I don't know if their needs just change due to aging and you have to make adjustments but I guess jumping to 10 oz of food a day for Snorkels would be too much at once. If she started to gain then maybe she just needs a *little* more to get back up to a good weight. I'd definitely keep an eye on her if you think she's looking puffy. I don't really know what that would mean other than water retention for some reason. 
This post is seriously not helpful huh? 
Well, you know we're all pulling for Miss Snorks and want her to be healthy and happy so give her smooches for all of us and keep us in the loop on how she's doing. If it'll make you feel any better I'll mail Madison to you and she can keep you awake every night for the next year and you'll forget about anything else other than wanting to sleep. Does that make me seem any more helpful?? :wink:


----------



## xellil (Apr 4, 2011)

Donna, I would take her for a week if we lived closer so you could get some sleep!
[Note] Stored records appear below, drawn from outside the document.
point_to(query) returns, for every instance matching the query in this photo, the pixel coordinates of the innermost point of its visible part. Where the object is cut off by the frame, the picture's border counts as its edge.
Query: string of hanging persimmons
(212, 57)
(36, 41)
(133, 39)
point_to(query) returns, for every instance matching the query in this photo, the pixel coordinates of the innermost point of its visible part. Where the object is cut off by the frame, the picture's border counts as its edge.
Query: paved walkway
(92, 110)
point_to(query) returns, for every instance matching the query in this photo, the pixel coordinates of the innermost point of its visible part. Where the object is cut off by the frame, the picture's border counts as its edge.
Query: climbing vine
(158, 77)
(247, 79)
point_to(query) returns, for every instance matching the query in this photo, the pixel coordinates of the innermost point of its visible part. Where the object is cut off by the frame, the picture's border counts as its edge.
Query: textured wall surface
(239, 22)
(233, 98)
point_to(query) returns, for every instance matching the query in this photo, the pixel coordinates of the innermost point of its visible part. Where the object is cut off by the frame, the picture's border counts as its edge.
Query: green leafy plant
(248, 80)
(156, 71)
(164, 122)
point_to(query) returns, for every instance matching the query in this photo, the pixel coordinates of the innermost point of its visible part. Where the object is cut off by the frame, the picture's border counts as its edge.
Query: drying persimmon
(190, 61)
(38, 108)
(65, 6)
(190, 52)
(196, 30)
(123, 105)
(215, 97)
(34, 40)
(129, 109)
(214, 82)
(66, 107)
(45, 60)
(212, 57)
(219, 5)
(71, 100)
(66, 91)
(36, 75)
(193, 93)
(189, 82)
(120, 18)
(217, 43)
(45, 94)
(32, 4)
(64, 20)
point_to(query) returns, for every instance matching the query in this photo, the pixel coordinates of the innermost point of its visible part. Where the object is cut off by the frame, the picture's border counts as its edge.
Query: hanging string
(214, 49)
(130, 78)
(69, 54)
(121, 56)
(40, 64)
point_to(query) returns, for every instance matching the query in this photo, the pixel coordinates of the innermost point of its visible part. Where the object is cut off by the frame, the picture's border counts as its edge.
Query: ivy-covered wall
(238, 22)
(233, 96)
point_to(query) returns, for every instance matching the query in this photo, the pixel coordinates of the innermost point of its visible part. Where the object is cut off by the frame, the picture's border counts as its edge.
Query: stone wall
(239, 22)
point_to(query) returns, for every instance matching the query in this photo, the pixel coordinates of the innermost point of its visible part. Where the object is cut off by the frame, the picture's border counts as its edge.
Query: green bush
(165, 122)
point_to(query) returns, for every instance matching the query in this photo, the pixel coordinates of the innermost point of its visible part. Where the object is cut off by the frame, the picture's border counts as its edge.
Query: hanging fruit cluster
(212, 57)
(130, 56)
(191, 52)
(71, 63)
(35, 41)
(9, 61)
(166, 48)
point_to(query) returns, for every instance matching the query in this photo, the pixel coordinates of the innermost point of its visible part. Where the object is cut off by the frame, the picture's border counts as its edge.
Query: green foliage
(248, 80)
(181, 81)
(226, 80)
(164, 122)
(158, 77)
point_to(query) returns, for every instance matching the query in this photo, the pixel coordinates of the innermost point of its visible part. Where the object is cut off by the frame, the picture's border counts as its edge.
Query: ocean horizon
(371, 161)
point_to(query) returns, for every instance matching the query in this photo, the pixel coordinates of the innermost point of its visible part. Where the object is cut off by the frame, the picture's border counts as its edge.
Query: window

honestly, I don't know how you do it. Adding Parker was like adding five dogs. Everything is more complicated, even going out into the yard. hubby says it feels like we have a dozen. I thought well we probably don't - Donna DOES have ten and she would think three is a piece of cake.


----------



## Kbug (Oct 23, 2011)

Puffiness could be from pulmonary/circulatory issues or even salt intake and kidney issues. I'd have another look by the cardiologist because generic puffiness can be an precursor to pulmonary edema.

Kbug


----------



## MollyWoppy (Mar 19, 2010)

How about Cushing's or thyroid trouble? Also, there's no chance she's got roundworms or anything does she? I've read they can cause a potbelly in puppies. 
Also, I know you've had her heart checked fairly recently, but sometimes if they go into heart failure, they retain water. Although, thats out the door because you said she's been running around a lot, so I'm sure if her heart was that bad she'd have keeled over by now.
I hate it so much when our pups get old, it's like the old pug here, I'm watching all the time to see if there are any symptoms of something new happening to him.


----------



## Sprocket (Oct 4, 2011)

Maybe her heart is working so well that her metabolism is sky rocketing?  

Jingles for sweet snorkels and for your sanity.


----------



## xellil (Apr 4, 2011)

i don't think it's cushings because she isn't drinking excessively and she doesn't have a pot belly. She just looks like she ate a ton of food. Which she has. But she doesn't weigh more. She is seeming to deny the laws of physics.

I wish I COULD take her to the cardiologist - in indiana he came to town every two weeks and here it's every month. And last week was the week she was here. I think she's pretty much a check-up person and not someone to go to when Snorkels is sick. Last time it took me two months to get an appointment.

Thanks for the input - I'll see if I can quit wussing out and take her to the vet next week. At least he could do an x-ray to make sure her lungs aren't filling up. And of course his cure-all is antibiotics. Erk. I just don't want her to have cancer and of course since I am the pessimist in my family I think the worst.

And maybe I'm just imagining a bunch of stuff that's not there. The mechanics of her running probably force her to use 10 times the energy of most dogs.


----------



## xellil (Apr 4, 2011)

MollyWoppy said:


> I hate it so much when our pups get old, it's like the old pug here, I'm watching all the time to see if there are any symptoms of something new happening to him.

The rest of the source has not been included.